Female ApoE−/− mice were exposed to the indicated oxygen concentration for 22 wk after which plasma lipids, body weight and composition were determined (n = 5–22). Blood pressure was monitored by telemetry during 12-h dark and light cycles after a 5-wk acclimation period to 10% O2 (n = 4).

Lowering oxygen exposure increases anti-inflammatory IL-10 expression

The increased plasma level of IL-10 in 10% O2 caught our attention because the IL10 gene has been reported to have HIF-1α binding sequences and its expression is induced by HIF-1α [10, 24]. IL-10 plays diverse immune regulatory roles and is expressed by various cell types, but its release by CD4+ Th2 cells, which suppresses inflammatory Th1 cells, appeared pertinent to our current observation [23, 25]. In fact, a comprehensive survey of mouse atherosclerosis studies concluded that IL-10 was the most consistently anti-atherogenic cytokine [9]. We therefore isolated CD4+ T cells from the spleen of mice adapted to 21% or 10% O2 and measured the gene expression of the respective T helper cell markers. Consistent with elevated IL-10 in mouse plasma, the mRNA levels of Th2 cytokines IL-4 and IL-10 were significantly increased under the low ambient oxygen condition (Fig. 2a). The Th17 and Treg markers represented by IL-17 and FOXP3, respectively, were unchanged and consistent with the plasma cytokine levels in hypoxia adapted mice (Fig. 2a). The unchanged levels of FOXP3 mRNA and plasma TGF-β levels make it less likely that the IL-10 increase originates from the Treg population under hypoxia.

Fig. 2.

Fig. 2

Hypoxia increases anti-inflammatory cytokine IL-10 expression in vivo and in vitro. a Mouse CD4+ T cells were isolated from spleens of ApoE−/− mice chronically adapted to the indicated ambient oxygen condition and the mRNA levels of the following genes were measured as markers of the respective T cell subtypes: INF-γ (Th1); IL-4 (Th2); IL-10 (Th2 and Treg); IL-17 (Th17); and FOXP3 (Treg) (n=6). b Effect of hypoxia (5% O2, 1 to 3 d exposure) on IL-10 mRNA levels in cultured ApoE−/− mouse CD4+ T cells. Relative hypoxia was confirmed by the increase in HIF-1α protein and the expression of its target gene VEGF (n=3). c Effect of hypoxia on the time course of IL-10 expression in cultured mouse bone marrow-derived macrophages (BMDM) after lipopolysaccharide (LPS) stimulation (n=3). d IL-10 expression in human peripheral blood T cells cultured for 3 d under the indicated oxygen conditions (n=3). Values shown as mean ± SEM, *p < 0.05.

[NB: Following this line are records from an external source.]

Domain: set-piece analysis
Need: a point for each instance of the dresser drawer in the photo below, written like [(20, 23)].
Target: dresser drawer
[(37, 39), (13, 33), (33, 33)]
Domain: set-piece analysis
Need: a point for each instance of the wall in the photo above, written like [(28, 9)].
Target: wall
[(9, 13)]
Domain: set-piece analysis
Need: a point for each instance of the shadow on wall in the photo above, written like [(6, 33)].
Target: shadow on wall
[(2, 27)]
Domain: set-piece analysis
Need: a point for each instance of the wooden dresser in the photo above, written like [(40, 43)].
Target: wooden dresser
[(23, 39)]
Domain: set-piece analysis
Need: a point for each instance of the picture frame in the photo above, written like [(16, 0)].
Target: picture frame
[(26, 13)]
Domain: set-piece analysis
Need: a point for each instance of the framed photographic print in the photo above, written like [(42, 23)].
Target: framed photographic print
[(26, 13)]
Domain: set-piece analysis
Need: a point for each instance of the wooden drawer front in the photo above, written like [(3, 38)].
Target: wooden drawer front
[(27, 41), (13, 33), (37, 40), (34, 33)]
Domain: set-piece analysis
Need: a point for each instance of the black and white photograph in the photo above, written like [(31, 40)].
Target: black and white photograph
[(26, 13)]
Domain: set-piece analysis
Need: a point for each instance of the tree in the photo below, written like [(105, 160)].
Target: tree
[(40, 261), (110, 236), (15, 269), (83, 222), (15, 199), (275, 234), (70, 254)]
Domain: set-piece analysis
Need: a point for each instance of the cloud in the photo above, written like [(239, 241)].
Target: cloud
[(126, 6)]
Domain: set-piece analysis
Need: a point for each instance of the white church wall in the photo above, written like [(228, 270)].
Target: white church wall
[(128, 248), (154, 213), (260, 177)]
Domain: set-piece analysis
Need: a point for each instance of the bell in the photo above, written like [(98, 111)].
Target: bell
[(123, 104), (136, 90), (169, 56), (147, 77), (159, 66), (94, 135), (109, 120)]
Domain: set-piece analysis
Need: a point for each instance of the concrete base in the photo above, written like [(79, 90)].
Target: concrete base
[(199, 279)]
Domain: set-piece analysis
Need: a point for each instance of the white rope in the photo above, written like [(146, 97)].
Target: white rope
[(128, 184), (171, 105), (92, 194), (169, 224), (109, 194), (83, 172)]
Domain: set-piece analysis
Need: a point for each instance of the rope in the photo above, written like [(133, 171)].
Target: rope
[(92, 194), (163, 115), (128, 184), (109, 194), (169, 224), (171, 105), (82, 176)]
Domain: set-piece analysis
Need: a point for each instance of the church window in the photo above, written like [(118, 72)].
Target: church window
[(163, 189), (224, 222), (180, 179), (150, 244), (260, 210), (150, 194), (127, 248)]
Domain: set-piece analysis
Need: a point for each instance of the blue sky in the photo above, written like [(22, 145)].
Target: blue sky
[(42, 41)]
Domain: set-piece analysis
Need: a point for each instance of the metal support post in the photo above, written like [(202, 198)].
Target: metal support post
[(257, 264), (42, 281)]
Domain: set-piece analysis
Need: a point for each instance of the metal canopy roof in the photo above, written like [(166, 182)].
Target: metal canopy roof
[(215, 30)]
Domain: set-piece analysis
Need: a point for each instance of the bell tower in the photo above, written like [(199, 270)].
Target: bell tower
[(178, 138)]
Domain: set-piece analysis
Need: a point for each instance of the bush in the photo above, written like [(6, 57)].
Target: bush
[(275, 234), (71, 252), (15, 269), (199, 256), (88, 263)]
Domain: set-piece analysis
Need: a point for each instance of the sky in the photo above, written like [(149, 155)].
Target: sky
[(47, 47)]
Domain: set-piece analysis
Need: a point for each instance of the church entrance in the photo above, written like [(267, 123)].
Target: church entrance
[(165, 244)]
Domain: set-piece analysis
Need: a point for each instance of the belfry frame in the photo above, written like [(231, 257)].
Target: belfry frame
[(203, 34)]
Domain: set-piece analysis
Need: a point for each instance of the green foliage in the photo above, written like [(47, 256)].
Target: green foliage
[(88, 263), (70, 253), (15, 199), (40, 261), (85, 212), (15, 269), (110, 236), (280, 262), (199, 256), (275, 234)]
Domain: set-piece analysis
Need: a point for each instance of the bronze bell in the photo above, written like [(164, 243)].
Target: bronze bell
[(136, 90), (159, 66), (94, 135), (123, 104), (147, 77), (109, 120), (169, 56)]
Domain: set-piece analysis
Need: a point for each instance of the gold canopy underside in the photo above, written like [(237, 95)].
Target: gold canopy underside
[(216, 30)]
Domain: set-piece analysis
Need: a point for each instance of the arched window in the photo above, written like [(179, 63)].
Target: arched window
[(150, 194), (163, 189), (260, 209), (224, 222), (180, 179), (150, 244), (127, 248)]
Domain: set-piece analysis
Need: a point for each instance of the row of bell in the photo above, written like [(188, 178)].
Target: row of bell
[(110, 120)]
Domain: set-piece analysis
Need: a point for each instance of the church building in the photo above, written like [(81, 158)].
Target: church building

To replicate the in vivo observation in a more defined system, mouse CD4+ T cells were cultured in 5% O2, which is considered to be more physiologic, and relative hypoxia was confirmed by the increase in HIF-1α protein and its target gene VEGF mRNA expression (Fig. 2b) [27]. As observed in vivo, culturing T cells in 5% O2 increased IL10 expression by mRNA as well as protein release into culture media (Fig. 2b, Supplemental Fig. 4). Hypoxia-induced IL10 expression was also confirmed in ApoE−/− mouse bone marrow derived macrophages (BMDM) and in human T cells (Fig. 2c,d). As ApoE itself has been reported to have effects on immune function, we used ApoE+/+ mice to show further that hypoxia-inducible IL-10 expression was not limited to the mouse atherosclerosis model both in vivo and in vitro (Supplemental Fig. 5) [28].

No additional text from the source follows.